The landmark Musk vs. Openai trial entered its second day on Wednesday in Oakland, California, with jurors and the public digesting hours of dramatic testimony from Elon Musk himself — the first witness called in what legal experts are calling the most consequential courtroom battle in the history of artificial intelligence. At stake is not only the Musk OpenAI trial’s central question of whether the company’s for-profit conversion betrayed a charitable trust, but potentially the entire trajectory of one of the world’s most powerful AI companies.

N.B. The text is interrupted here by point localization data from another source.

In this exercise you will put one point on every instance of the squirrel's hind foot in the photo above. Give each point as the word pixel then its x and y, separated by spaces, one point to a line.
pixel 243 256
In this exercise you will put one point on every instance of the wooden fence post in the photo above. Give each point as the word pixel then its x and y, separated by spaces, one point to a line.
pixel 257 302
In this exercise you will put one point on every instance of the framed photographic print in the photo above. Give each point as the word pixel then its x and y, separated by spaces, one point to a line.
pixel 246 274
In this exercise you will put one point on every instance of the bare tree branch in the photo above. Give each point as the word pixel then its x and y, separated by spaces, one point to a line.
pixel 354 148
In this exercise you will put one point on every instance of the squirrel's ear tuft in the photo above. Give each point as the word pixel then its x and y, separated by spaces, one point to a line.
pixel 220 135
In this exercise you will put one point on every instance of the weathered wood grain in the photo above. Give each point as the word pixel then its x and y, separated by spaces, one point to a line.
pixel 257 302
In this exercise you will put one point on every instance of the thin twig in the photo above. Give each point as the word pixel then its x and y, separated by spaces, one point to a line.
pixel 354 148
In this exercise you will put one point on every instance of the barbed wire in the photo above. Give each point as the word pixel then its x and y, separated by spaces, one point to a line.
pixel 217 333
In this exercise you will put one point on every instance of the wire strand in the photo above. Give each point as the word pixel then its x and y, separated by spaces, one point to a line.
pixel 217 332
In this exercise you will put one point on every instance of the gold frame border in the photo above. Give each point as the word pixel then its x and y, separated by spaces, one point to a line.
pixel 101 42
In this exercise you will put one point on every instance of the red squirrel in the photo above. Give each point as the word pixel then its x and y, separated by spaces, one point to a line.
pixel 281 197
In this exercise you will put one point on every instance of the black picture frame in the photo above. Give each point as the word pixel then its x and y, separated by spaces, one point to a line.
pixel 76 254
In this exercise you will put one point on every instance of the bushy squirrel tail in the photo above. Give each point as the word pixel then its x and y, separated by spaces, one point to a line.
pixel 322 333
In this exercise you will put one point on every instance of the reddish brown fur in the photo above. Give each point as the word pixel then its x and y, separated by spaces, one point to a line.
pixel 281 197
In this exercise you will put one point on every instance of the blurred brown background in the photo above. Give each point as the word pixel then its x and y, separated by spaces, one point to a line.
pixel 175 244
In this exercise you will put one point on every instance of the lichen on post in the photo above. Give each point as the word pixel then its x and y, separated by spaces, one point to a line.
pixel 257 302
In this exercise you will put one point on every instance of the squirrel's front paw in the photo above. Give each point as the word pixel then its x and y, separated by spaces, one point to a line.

Musk took the stand on Tuesday and faced nearly two hours of direct examination from his lead attorney, Steven Molo. He testified that he co-founded OpenAI in 2015 with a singular purpose: to develop artificial intelligence as an open-source, nonprofit enterprise that would serve humanity rather than enrich any individual. “I came up with the idea, the name, recruited the key people, taught them everything I know, provided all the initial funding,” Musk told the jury. He said he would never have contributed his resources — which he estimates amounted to at least $44 million — had he believed the company’s founders intended to eventually profit from it.
Molo entered into evidence OpenAI’s founding charter from 2015, which stated the company was “not organized for the private gain of any person” and would seek to create “open source technology for the public benefit.” Musk described the document as unambiguous: “It was specifically meant to be for a charity that did not benefit any individual person,” he said. Musk also warned the jury about broader AI risks, saying he had “extreme concerns” about the technology and did not want a “Terminator outcome.” – Openai trial.
OpenAI’s attorneys, led by William Savitt, offered a sharply different account in their opening statement. Savitt told the jury the Musk OpenAI trial exists not because anyone stole a charity, but because Musk “didn’t get his way.” According to OpenAI’s version of events, Musk himself advocated for a for-profit structure as early as 2017 but was denied full operational control of the company and chose to leave. Savitt pointed to a September 2020 post Musk made on X, then Twitter, writing that “OpenAI is essentially captured by Microsoft” — evidence, OpenAI’s lawyers say, that Musk had acknowledged the for-profit relationship years before filing suit.
“We are here because Mr. Musk turned out to be very wrong about OpenAI,” Savitt said. “We’re here now because Mr. Musk competes with OpenAI.” Indeed, Musk went on to found xAI, his own artificial intelligence company, after departing OpenAI’s board in 2018. Critics and OpenAI alike have cast the litigation as a competitive maneuver — Savitt told jurors that “after he launched his own competitor, then he launched lawsuits.”
The remedies Musk is seeking are sweeping: a court order reverting OpenAI to a nonprofit structure, the removal of Sam Altman and Greg Brockman as officers of the for-profit subsidiary, and approximately $130 billion in damages to be returned to OpenAI’s nonprofit foundation. Microsoft, which has invested over $13 billion in OpenAI since 2019, is also named as a defendant, with Musk’s lawyers alleging it aided and abetted the alleged breach of charitable trust.
The trial threatens to cloud OpenAI’s plans for an initial public offering expected later this year. CEO Sam Altman, who was present in the Oakland courthouse on Tuesday, declined public comment as testimony got underway. Cross-examination of Musk and additional witnesses are expected to continue through the rest of the week, with the jury’s advisory verdict potentially weeks away.